Si è concluso con una presentazione a Bruxelles la settimana scorsa il progetto strategico europeo “Medeas”, dedicato a creare un modello per la transizione energetica verso le rinnovabili. Un lavoro importante che ha realizzato un modello completo del “sistema mondo”, che integra elementi economici con l’intero ecosistema terrestre. Ha richiesto quattro anni di lavoro di un consorzio di università e centri di ricerca e includeva anche un’unità di ricerca italiana, quella dell’università di Firenze che coordino personalmente, gestita dal consorzio interuniversitario Instm.
Idealmente, Medeas è una continuazione del lavoro cominciato nel 1972 dal Club di Roma con lo studio noto come “I Limiti dello Sviluppo.” Il nuovo modello tiene conto di molti più elementi, ma i risultati sono simili: se tutto continua secondo le linee attuali, il sistema economico finirà per andare verso il declino, o addirittura il collasso, per una combinazione di danni dovuti al cambiamento climatico, esaurimento graduale delle risorse minerali e impatti distruttivi sull’ecosistema.
Non è detto che questo avvenga: questi modelli servono per dirci come evitarlo. In questo caso, il modello Medeas ci dice che dobbiamo prendere provvedimenti rapidi per decarbonizzare l’economia, muoverci verso le rinnovabili e ridurre la pressione sugli ecosistemi. Queste non sono novità, ma il modello ci permette di quantificare lo sforzo necessario. Ci dice anche che dobbiamo cominciare subito, altrimenti lo sforzo richiesto sarà molto pesante. In ogni caso, ogni sforzo nella giusta direzione sarà utile. Credo che i risultati del progetto siano stati riassunti bene da Martin Baumann, ricercatore dell’Austrian Energy Agency (Aea), che ha detto a Bruxelles la settimana scorsa: “Andare verso le rinnovabili è una decisione che non rimpiangeremo” (It is a no-regret decision).

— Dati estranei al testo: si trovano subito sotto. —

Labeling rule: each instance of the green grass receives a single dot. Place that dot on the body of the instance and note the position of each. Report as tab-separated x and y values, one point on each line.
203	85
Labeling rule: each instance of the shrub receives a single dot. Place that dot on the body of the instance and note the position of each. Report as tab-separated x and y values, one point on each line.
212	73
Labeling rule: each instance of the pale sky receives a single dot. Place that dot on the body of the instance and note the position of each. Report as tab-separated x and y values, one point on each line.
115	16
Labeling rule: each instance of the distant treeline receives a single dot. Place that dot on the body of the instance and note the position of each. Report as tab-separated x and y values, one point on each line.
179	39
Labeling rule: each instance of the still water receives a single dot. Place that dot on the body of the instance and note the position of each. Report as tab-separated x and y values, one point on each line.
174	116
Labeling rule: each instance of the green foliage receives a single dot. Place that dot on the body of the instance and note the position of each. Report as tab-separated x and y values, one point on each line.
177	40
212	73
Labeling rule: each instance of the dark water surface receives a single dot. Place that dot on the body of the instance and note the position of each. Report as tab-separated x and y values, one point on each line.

Ma possiamo fidarci di questi studi? In effetti, si sente spesso dire in senso negativo che “questi sono solo dei modelli,” specialmente in relazione alla scienza del clima. Come dire, “ma la realtà è un’altra cosa”. Certamente ci sono delle buone ragioni per essere scettici su tante cose che ci sentiamo raccontare oggi, ma questo ci conduce spesso a pensare in termini di soluzioni semplificate e probabilmente dannose. Su questo punto, permettetemi di citare Jay Forrester, che è stato un grandissimo pioniere in questo campo.
Ognuno di noi usa modelli costantemente. Nella vita privata e nel lavoro, usiamo modelli istintivamente per prendere decisioni. Le immagini mentali che abbiamo nella testa sono modelli. Tutte le decisioni sono prese sulla base di modelli.
Il problema dei modelli mentali è che sono troppo semplificati: c’è un limite a quante cose possono stare nella testa di una persona, anche se intelligente. Prendetene uno tipico: “I politici sono tutti dei ladri”. Non è completamente sbagliato, ma non vi aiuta a prendere provvedimenti per migliorare la qualità del governo (eccetto forse lasciarlo in mano a qualche dittatore assoluto che farà di peggio). E’ la stessa cosa per i vari slogan politici che non sono altro che modelli mentali semplificati e probabilmente dannosi: “usciamo dall’euro”, “buttiamo a mare gli immigrati”, “riduciamo il numero dei parlamentari”, eccetera.
Il mondo sta diventando sempre più complesso e difficile. E se uno pretende di capirlo usando soltanto i propri modelli mentali rischia di fare dei grossi danni anche solo dando bassa priorità a problemi che invece sono fondamentali, come il cambiamento climatico. Allora abbiamo bisogno di modelli che possano tener conto di tutti i parametri in gioco, dal clima al mercato finanziario. Questo è possibile ed è quello che fa il modello Medeas.
Ma, come sempre, la valutazione finale deve essere basata sul buonsenso umano: i modelli non sono profezie, sono strumenti. Se li usiamo correttamente ci aiuteranno a far passare questo momento alquanto difficile. E se il modello ci dice che dobbiamo fare dei sacrifici, e non li facciamo, allora davvero non serve a niente.
I risultati del progetto Medeas sono esposti nel sito www.medeas.eu.